Still, he could feel her presence, her warmth, the soft curve of her hip as it pressed against the side of his foot, her shoulder brushing up against his lower leg. She felt so fragile, so human, that it took a moment for his sluggish mind to process that she also felt like magic.
It hummed softly, almost imperceptibly in the background all around her, like a halo of static electricity. It sparked against his stony skin wherever she touched him, and he wondered how he could have missed it all the other times she had been near him. Magic hated to be contained. Like sunlight, it would seek out the smallest crack and crevice, the thinnest barrier, and beat relentlessly against it until it inevitably found its way through.
Adrenaline rushed through him.
Invigorated, he began to struggle in earnest. Something was happening, something significant, and this human woman appeared to be the cause. He wanted to know why. His slumber should have lasted until and unless the threat he had been created to counter had stirred. Kees felt no indications that any such thing had happened, so why did he appear to be waking now? Why here? And why did this human seem to hold the key to finding the answers?
His human grew more intriguing by the minute.
And he grew closer to breaking free.
His human stirred, shifted as if to rise, and the magic coursed through him like an electric current, lighting every nerve ending with fierce energy. She was the source, and he couldn’t let her leave until he discovered how.

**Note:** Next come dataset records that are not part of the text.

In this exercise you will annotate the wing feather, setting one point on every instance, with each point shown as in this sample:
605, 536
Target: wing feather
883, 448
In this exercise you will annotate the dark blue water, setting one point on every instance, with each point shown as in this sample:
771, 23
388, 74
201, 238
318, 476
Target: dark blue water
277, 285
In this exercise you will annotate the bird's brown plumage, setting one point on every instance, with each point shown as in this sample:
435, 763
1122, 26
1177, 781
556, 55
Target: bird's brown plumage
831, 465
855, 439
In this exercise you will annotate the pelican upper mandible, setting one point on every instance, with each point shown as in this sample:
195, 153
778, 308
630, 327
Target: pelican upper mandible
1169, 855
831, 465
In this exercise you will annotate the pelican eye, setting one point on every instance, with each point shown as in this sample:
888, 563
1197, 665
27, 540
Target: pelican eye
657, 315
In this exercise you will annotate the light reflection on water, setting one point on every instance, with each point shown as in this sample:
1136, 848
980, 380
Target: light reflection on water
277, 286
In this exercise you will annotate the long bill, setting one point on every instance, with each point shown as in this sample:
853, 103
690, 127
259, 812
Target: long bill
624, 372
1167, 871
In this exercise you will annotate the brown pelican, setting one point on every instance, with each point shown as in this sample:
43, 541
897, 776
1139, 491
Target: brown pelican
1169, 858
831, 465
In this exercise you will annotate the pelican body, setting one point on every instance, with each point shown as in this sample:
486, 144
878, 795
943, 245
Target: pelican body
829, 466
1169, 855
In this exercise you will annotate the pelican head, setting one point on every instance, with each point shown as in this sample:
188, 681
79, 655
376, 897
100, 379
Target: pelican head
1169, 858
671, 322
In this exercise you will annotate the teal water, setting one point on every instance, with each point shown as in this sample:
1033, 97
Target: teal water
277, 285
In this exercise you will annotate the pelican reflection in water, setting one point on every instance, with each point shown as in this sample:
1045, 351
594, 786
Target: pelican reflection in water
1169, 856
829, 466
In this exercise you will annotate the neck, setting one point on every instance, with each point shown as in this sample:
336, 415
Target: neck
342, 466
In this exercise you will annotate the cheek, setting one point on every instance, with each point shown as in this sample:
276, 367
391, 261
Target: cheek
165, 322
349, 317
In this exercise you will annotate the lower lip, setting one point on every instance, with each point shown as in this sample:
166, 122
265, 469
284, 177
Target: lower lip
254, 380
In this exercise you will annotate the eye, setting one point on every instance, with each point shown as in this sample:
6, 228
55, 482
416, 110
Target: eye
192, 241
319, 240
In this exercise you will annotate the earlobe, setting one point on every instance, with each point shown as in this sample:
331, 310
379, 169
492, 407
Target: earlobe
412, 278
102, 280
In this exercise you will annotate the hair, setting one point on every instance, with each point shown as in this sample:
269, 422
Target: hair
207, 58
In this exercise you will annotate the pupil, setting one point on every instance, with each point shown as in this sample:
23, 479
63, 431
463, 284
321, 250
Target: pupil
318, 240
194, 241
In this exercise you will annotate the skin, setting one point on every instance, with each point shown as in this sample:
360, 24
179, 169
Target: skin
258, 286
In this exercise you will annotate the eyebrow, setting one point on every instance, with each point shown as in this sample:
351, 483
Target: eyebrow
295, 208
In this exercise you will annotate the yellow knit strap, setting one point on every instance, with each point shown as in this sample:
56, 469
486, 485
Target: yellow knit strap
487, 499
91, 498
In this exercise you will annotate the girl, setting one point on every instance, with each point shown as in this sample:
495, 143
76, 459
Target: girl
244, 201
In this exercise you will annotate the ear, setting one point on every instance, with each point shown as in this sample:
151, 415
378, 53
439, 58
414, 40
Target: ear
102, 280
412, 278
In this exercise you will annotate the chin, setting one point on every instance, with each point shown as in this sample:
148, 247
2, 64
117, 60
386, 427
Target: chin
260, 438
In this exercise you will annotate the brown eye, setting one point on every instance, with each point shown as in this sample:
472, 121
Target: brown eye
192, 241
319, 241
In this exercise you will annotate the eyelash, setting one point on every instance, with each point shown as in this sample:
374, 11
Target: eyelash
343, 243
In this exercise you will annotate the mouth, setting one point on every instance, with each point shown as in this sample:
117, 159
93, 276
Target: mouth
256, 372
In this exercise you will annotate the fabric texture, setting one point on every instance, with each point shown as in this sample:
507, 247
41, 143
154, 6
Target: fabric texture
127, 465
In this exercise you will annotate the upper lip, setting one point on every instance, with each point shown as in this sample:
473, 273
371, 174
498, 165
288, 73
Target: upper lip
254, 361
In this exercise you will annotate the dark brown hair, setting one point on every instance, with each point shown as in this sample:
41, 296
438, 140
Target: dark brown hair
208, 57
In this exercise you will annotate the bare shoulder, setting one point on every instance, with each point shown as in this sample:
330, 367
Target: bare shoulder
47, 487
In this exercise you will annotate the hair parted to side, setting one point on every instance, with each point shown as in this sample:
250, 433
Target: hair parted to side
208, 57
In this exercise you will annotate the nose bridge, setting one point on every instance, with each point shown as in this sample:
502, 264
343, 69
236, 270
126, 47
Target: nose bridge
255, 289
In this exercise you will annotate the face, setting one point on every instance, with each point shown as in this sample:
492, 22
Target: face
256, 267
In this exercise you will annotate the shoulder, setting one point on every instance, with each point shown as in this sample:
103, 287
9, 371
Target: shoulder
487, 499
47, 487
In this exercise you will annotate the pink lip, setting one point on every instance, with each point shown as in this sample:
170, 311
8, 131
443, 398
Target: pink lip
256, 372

One moment he crouched poised on his pedestal, frozen in the same position he had occupied for more than a thousand years, and the next, he and the human stood in unison, stretching to their full heights, his even fuller due to the three feet of slate beneath his talons. She rose in a nearly silent shift of cloth, but after so long in his fixed pose, Kees heard the crack of stone as he lifted himself to his feet.
His human heard it, too.
He saw the exact instant the sound and movement registered. She froze in place, her back to him, her every muscle tensing with the rush of primal awareness that signaled danger was near. He intended her no harm, but her instincts wouldn’t know that. To them, something huge and fanged and supernatural had just stepped into their orbit. Even before she turned and saw him, Kees knew that the most basic, animal portion of her brain would be screaming at her to run. Fight or flight, and even the electrical and chemical impulses in her brain possessed enough intelligence to know that against him, to fight would be futile.
Her only chance for survival, her instincts would tell her, was to run. Now.
She hesitated just a fraction too long.
With a shift and a flex of muscles long unused, Kees gave his wings half a beat and launched himself into the air above her head, landing easily a few feet in front of her. For the first time he saw her face with no veil between them. Her features were soft and even, her lips bow-shaped, her eyes wide and gray with no hint of blue or green to muddle their purity. And in that moment, they stared at him in pure, frozen terror.
Lifting a hand, he stepped forward. “I won’t hurt you.”